Quel rôle la Revue peut-elle avoir vis-à-vis de l’École ?

La Revue est un élément de réponse à la question que je citais plus tôt : comment maintenir le réseau actif en temps de paix pour le mobiliser en temps de crise ? Je ne connais en revanche pas son impact en nombre d’abonnés, ni sa diffusion en dehors du réseau des Alumni.

Un mot sur le financement de l’École ?

La subvention publique a malheureusement diminué en euros constants. En revanche, pour un euro de subvention publique, nous dégageons 98 centimes de recette propre (droits et frais d’inscription, projets de recherche européens, contrats privés…), ce qui fait de nous le meilleur élève de France. Le président de notre conseil scientifique nous met d’ailleurs en garde sur les risques d’aller plus loin. Trop d’argent privé ne doit pas nous imposer des choix de court terme qui nous empêcheraient d’investir sur le très long terme, sur le ressourcement scientifique dont nous avons toujours besoin et qui est puisé essentiellement sur de l’argent public. Nous arrivons à la limite du modèle.

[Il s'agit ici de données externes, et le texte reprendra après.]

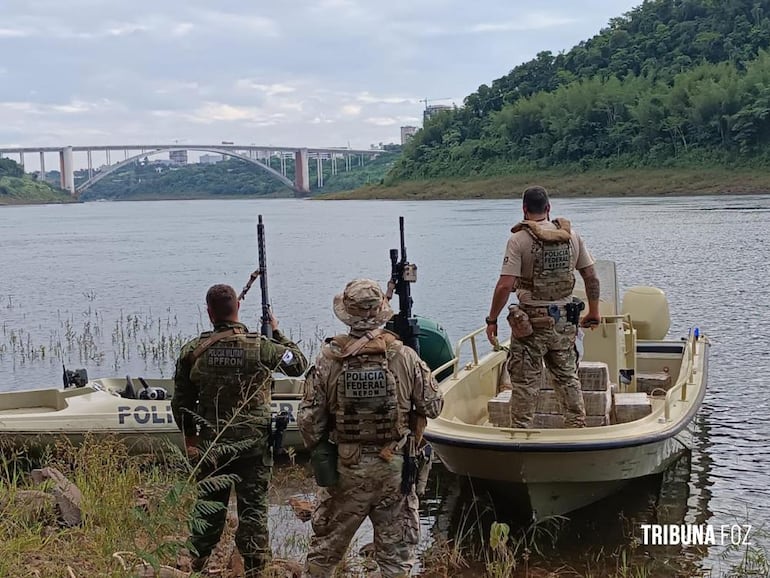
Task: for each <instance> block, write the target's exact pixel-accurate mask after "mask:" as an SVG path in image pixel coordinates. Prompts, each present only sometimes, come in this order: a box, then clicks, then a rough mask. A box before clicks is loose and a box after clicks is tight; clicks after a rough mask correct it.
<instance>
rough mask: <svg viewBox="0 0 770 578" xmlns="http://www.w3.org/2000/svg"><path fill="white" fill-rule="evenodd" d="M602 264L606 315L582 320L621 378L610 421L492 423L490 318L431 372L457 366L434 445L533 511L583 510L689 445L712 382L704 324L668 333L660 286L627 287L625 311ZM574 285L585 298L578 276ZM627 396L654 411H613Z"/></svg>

Un mot sur les facilités pour les élèves (logement, activités extracursus…) ?

Nous avons parlé du besoin d’augmenter nos capacités d’accueil, qui représente également un facteur d’attractivité. Certains étudiants choisissent d’aller à CentraleSupélec car ils imaginent que les Mines offrent une vie étudiante plus limitée, ce qui n’est pas le cas, les étudiants aux Mines étant en moyenne plus investis dans les associations. PSL offre d’ailleurs une opportunité d’élargir la vie étudiante : il ne faut pas se restreindre à la Meuh, mais s’élargir à tout le Quartier latin !

Quelles sont les valeurs clés de l’École ?

Notre devise “Théorie et pratique” est toujours d’actualité. À cette devise, j’ajouterais la valeur d’engagement. Cette valeur a été reprise dans le discours des diplômés ou dans les interviews récemment réalisées auprès d’Alumni pour la Sainte-Barbe. Cela fait d’ailleurs écho à la tradition de l’École, qui a eu la croix de guerre à l’occasion de la Première et de la Seconde Guerre mondiale. Ce terme me semble par ailleurs cohérent avec les valeurs d’ouverture et de solidarité qui se traduisent avec cette grande bienveillance, qui est pour moi notre dernière valeur clé. À nous de le prouver avec l’élargissement et la diversification des promotions à venir. Montrons que ce n’est pas uniquement une solidarité entre élèves issus en majorité de familles plutôt aisées, mais une valeur générale et partagée !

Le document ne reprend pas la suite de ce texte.